Wednesday, April 15, 2009

I Am In Love With a 47-Year Old Virgin

If you haven't seen Susan Boyle, either on YouTube or on the CNN.com featured story today, get ye to one of those links. None of the videos on YouTube will let me embed, so you'll have to click to get there.  Now go watch it.  And unless your heart is made of stone, you're likely to tear up like I did.  I've now watched the whole thing twice, and both times I cried and got goose bumps.  I'm a bit of a sucker for stories like this, but still, it's pretty cool.  So go watch so you'll now what I'm talking about. And watch the whole thing.  It's worth it.

Okay, now on to baseball.  As I've mentioned, the season has not started well for the Red Sox.  Oakland should have gone much better, but the Sox found themselves looking to avoid the sweep today before they head back home.  They got the win they needed, and in fairly dramatic fashion, too, since Tim Wakefield had a no-hitter until a Suzuki single with one out in the seventh inning.  I was watching the game on my computer, listening to the NESN feed.  One of my favorite things about potential no-hitters is listening to the way the commentators try to deal with the subject.  Don Orsillo was quite intentionally not saying the words, though he found other ways to say what he wasn't saying. He mentioned more than once the number of consecutive batters Wakefield had retired, and also kept pointing out that the A's only had one baserunner--Suzuki, who reached on a fifth inning Lowell single.  In the seventh inning, Orsillo threw caution to the wind and told us that Wakefield had "gone into the seventh inning without giving up a hit four times in his career."  That was close, but the magic words were not uttered until after the Suzuki single in the eighth.

Orsillo pointed out that the blame could have been placed on the 25-minute wait Wakefield sat through as the Sox scored six runs (all with two outs, incidentally) in the top of the eighth.  Wake came out and walked the first batter, got an out, then gave up the hit.  You like to see the offensive explosion, especially with two outs, because the Sox have been sorely lacking in the "big hit" department so far this season, but after Drew's three-run homer made it 5-0, Sox, I was just praying they would get out of the inning and let Wakefield get back out there.

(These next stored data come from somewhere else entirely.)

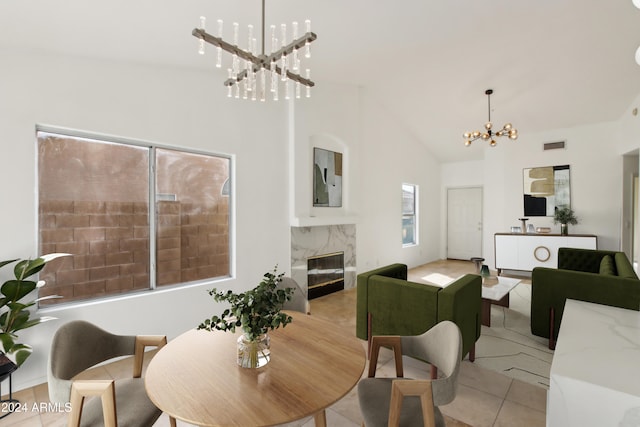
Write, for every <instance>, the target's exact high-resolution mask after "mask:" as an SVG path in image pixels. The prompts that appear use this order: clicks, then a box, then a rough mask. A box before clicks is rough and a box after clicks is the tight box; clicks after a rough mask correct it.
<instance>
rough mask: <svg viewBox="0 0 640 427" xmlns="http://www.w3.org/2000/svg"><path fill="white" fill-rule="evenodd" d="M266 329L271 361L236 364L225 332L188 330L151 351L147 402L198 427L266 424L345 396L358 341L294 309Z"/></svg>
mask: <svg viewBox="0 0 640 427" xmlns="http://www.w3.org/2000/svg"><path fill="white" fill-rule="evenodd" d="M288 314H290V315H291V316H292V317H293V322H291V323H290V324H288V325H286V327H284V328H283V327H280V328H279V329H276V330H274V331H271V332H269V335H270V337H271V361H270V362H269V363H267V364H266V365H265V366H263V367H260V368H256V369H249V368H242V367H240V366H238V364H237V362H236V358H237V356H236V339H237V338H238V336H239V334H240V328H238V331H237V332H236V333H235V334H234V333H231V332H222V331H214V332H208V331H203V330H190V331H187V332H185V333H184V334H182V335H180V336H178V337H177V338H175V339H173V340H171V341H170V342H169V343H168V344H167V345H166V346H164V347H163V348H162V349H160V351H159V352H158V353H157V354H156V355H155V356H154V357H153V359H152V360H151V362H150V363H149V366H148V368H147V371H146V374H145V386H146V390H147V393H148V395H149V397H150V398H151V401H153V403H154V404H155V405H156V406H157V407H158V408H160V409H161V410H162V411H164V412H165V413H167V414H168V415H171V416H173V417H175V418H176V419H179V420H183V421H185V422H188V423H191V424H195V425H198V426H243V427H249V426H271V425H276V424H283V423H287V422H291V421H294V420H298V419H301V418H304V417H307V416H311V415H312V416H314V418H315V424H316V426H325V425H326V415H325V408H327V407H329V406H330V405H332V404H333V403H335V402H336V401H338V400H339V399H341V398H342V397H344V396H345V395H346V394H347V393H348V392H349V391H350V390H351V389H352V388H353V387H354V386H355V385H356V384H357V382H358V380H359V379H360V378H361V376H362V373H363V371H364V367H365V363H366V356H365V352H364V346H363V343H362V342H361V341H360V340H359V339H358V338H356V337H355V334H351V333H347V332H345V331H343V330H341V329H339V328H337V327H336V326H335V325H334V324H333V323H331V322H329V321H327V320H323V319H319V318H317V317H314V316H313V315H306V314H303V313H297V312H288Z"/></svg>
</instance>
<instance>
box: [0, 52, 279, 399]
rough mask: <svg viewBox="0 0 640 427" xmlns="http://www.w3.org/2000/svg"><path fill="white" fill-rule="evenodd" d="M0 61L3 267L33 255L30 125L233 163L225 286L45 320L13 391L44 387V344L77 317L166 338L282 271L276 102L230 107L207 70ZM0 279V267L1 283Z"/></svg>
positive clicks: (32, 60) (64, 308) (60, 61)
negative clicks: (219, 295)
mask: <svg viewBox="0 0 640 427" xmlns="http://www.w3.org/2000/svg"><path fill="white" fill-rule="evenodd" d="M0 54H1V55H2V57H3V64H4V65H3V67H1V68H0V93H2V94H3V95H2V97H0V128H1V129H2V130H3V138H2V142H1V143H0V144H1V146H0V147H1V148H0V149H1V150H2V155H0V181H1V182H3V183H4V184H3V191H2V194H3V203H2V207H3V209H1V210H0V236H2V237H1V238H0V242H1V243H0V259H11V258H15V257H22V258H26V257H33V256H35V255H38V254H37V241H38V239H37V234H36V229H37V218H36V208H37V207H36V190H35V189H36V187H35V183H36V169H35V164H36V161H35V147H36V143H35V125H36V124H47V125H53V126H58V127H63V128H72V129H79V130H84V131H90V132H96V133H102V134H111V135H117V136H122V137H127V138H135V139H141V140H148V141H153V142H157V143H161V144H166V145H171V146H177V147H185V148H192V149H197V150H204V151H210V152H219V153H225V154H231V155H233V156H234V158H235V188H236V195H237V197H236V216H235V219H236V221H235V224H234V225H235V229H236V241H235V246H236V260H235V261H236V262H235V267H236V277H235V278H234V279H231V280H226V281H224V282H222V283H216V284H213V283H207V284H203V285H200V286H194V287H191V288H183V289H173V290H165V291H162V292H153V293H145V294H144V295H138V296H135V297H123V298H120V299H113V300H108V301H101V302H96V303H93V304H87V305H81V306H73V307H68V308H60V309H57V310H53V311H51V312H49V313H46V314H50V315H53V316H56V317H57V318H58V319H57V320H55V321H52V322H49V323H45V324H42V325H39V326H37V327H35V328H32V329H29V330H26V331H23V332H22V333H21V334H20V339H21V340H22V342H26V343H29V344H31V345H32V346H33V347H34V352H33V355H32V356H31V357H30V358H29V359H28V360H27V362H26V363H25V364H24V365H23V366H22V367H21V369H19V370H18V371H17V372H16V373H15V374H14V382H13V385H14V389H21V388H24V387H27V386H31V385H35V384H39V383H42V382H44V381H46V376H45V374H46V370H45V367H46V358H47V354H48V349H49V346H50V339H51V336H52V334H53V333H54V331H55V329H56V328H57V327H58V326H59V325H61V324H62V323H63V322H65V321H67V320H70V319H76V318H83V319H86V320H89V321H92V322H95V323H96V324H98V325H100V326H102V327H104V328H106V329H109V330H111V331H113V332H116V333H123V334H135V333H156V334H157V333H161V334H167V335H168V336H169V337H170V338H171V337H175V336H176V335H178V334H180V333H181V332H183V331H185V330H188V329H191V328H193V327H195V326H197V324H198V323H199V322H200V321H202V320H203V319H204V318H205V317H208V316H210V315H213V314H217V313H218V311H219V310H220V307H218V306H216V303H215V302H213V300H212V299H211V298H210V297H209V296H208V295H207V292H206V291H207V290H208V289H211V288H212V287H214V286H220V287H225V288H238V289H246V288H249V287H252V286H255V285H256V284H257V283H258V281H259V280H260V279H261V277H262V275H263V274H264V272H266V271H268V270H270V269H271V268H272V267H273V266H274V265H275V264H276V263H281V265H282V263H285V264H286V263H287V262H288V260H289V259H290V258H289V239H288V236H289V222H288V215H287V203H288V191H287V188H288V187H287V182H288V174H287V171H286V168H278V167H274V165H278V164H281V163H282V161H283V159H287V142H286V135H287V128H286V119H287V115H286V105H285V104H276V105H267V106H265V105H262V104H260V103H251V102H250V101H249V102H248V101H242V100H235V99H227V98H226V96H225V93H224V87H223V85H222V81H223V80H224V78H225V76H224V75H222V74H221V75H220V76H219V78H217V77H218V76H216V75H215V72H214V71H211V72H207V73H201V72H191V71H187V70H179V69H162V68H156V67H143V66H136V65H122V64H114V63H108V62H99V61H92V60H82V59H74V58H64V57H59V56H47V55H43V54H41V53H35V52H33V53H29V52H20V53H18V52H12V51H6V50H0ZM69 185H73V183H70V184H69ZM4 270H7V271H4ZM8 275H9V271H8V269H6V268H5V269H3V270H2V271H0V280H2V281H4V280H5V279H7V278H8Z"/></svg>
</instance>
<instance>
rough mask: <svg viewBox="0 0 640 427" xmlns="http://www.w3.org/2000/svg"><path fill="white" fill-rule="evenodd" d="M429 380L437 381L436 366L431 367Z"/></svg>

Regardless, the Sox won the game 8-2, and head back to Boston to take on the Baltimore Orioles.  The season needs to get on track here, so let's hope for at least three of four in this series.

As for the Dodgers, things are good.  I'm currently watching the Giants/Dodgers game, which is in the seventh inning.  Clayton Kershaw started and is still pitching, and has twelve strikeouts. His previous career high was eight.  And this comes after Billingsley's amazing performance on Monday in which he had eleven strikeouts with no walks.  About that game--I really, really can't believe I missed that.  I mentioned before that I would be sad to miss this one, and that turned out to be an incredible understatement.  (And Kershaw just struck out his thirteenth batter of the game!  What an amazing job.) Billingsley pitched brilliantly, Orlando Hudson hit for the cycle, Vin threw out the first pitch, and the Dodgers walloped the Giants.  Great day.

I want to write some about Puerto Rico and my time here for the last month, but I'll save that until the next post, which will likely come tomorrow.  

(Rowand just hit a three-run shot to put the Dodgers down 4-2. Let's hope that in the next post I'll have better things to say about this game.)

1 comment:

Bruce Paine said...

Studies done at the Kinsey Institute for Sex, Gender and Reproduction at Indiana University (currently located about 30 yards to my immediate north across a wonderfully manicured lawn and nestled snugly on the third floor of a castle) have shown that attraction is as strong a product of internal qualities as much as it is outward, physical indicators of sexuality. In their studies, people were given a set of photos and asked to rate the attractiveness of each candidate. They were then made to attend a class with the people for a certain period of time. At the end, the folks were given the pictures again, asked to re-rate the physical appearance, and then evaluate the personality, skills, and intelligence of the individual. The study showed that, upon getting to know people, high opinions of personality and intelligence directly correlated to the appearance rating a person was given (ugly girls got prettier when they were discovered to be intelligent or funny, pretty girls got ugly when they were discovered to be dumb or superficial.) I pose, therefore, that this woman is now prettier to many more people than she was prior to singing.